Pourquoi la vidéo verticale est devenue un problème de production autant que de création

75% des vues vidéo viennent du mobile, les algorithmes sont construits autour du 9:16. La question n'est plus de savoir s'il faut faire de la vidéo verticale. C'est comment tenir le rythme.

Équipe de production vidéo gérant plusieurs formats verticaux sur différentes plateformes.

La question n'est plus "faut-il faire de la vidéo verticale". Elle est réglée. 75% des vues vidéo en ligne viennent du mobile, les plateformes ont construit leurs algorithmes autour du 9:16, et le format génère mécaniquement plus d'engagement que son équivalent horizontal. Ce qui reste entier, c'est la question d'après : comment tenir le rythme ?

91% des entreprises utilisent la vidéo comme outil marketing. Plus de 40% produisent au moins une vidéo par semaine. Le volume augmente, mais les équipes citent les ressources et l'organisation comme premier frein, avant le coût, avant les capacités techniques. Ce n'est pas un problème de conviction. C'est un problème d'organisation.

Le format vertical a changé l'équation de production. Un tournage horizontal pouvait vivre plusieurs semaines sur un site web ou en TV. Un Reel ou un Short a une durée de vie beaucoup plus courte, ce qui impose un rythme soutenu sur plusieurs plateformes en parallèle. Et chaque tournage génère maintenant plusieurs livrables : un Reel, un Short, une story, un clip LinkedIn. Quatre formats distincts, quatre statuts à suivre, quatre deadlines potentiellement différentes.
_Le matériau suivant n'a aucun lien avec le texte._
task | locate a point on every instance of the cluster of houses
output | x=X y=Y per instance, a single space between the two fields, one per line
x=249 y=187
Prenez une petite équipe contenu : deux monteurs, trois plateformes, dix à quinze vidéos en cours à tout moment. Sans outil dédié, tout ça vit dans un tableur qui grossit jusqu'à devenir illisible, ou dans des fils de messages où les statuts se perdent entre deux urgences. Quelqu'un sait où en est chaque vidéo. Mais ce quelqu'un doit constamment être demandé.

Sans visibilité, le volume devient du bruit

Produire à volume régulier demande de la visibilité sur l'avancement : savoir où en est chaque vidéo, qui doit rendre quoi et pour quand, sans relancer l'équipe manuellement à chaque étape. Ça demande aussi une traçabilité par format, parce qu'un seul tournage peut générer quatre déclinaisons avec quatre responsables et quatre états d'avancement simultanés.

Les équipes qui s'en sortent ont souvent quelqu'un dont le rôle informel est de tenir le fil : suivre où en est chaque vidéo, relancer les bons interlocuteurs, anticiper les retards. Longtemps, c'est la façon dont on a géré ça aussi. Ça tient jusqu'à ce que ce quelqu'un soit débordé ou absent.

La plupart de celles qui butent sur le volume n'ont pas un problème créatif. Elles ont un problème de pipeline. Un gestionnaire de tâches généraliste n'y répond pas bien : il n'est pas pensé pour le cycle de vie d'une vidéo, du brief au statut de publication. Quand la solution est une personne qui compense ce que l'outil ne fait pas, c'est un indicateur.

Sources : Wistia State of Video 2025 & 2026, Wyzowl State of Video Marketing 2026, Statista 2024-2025.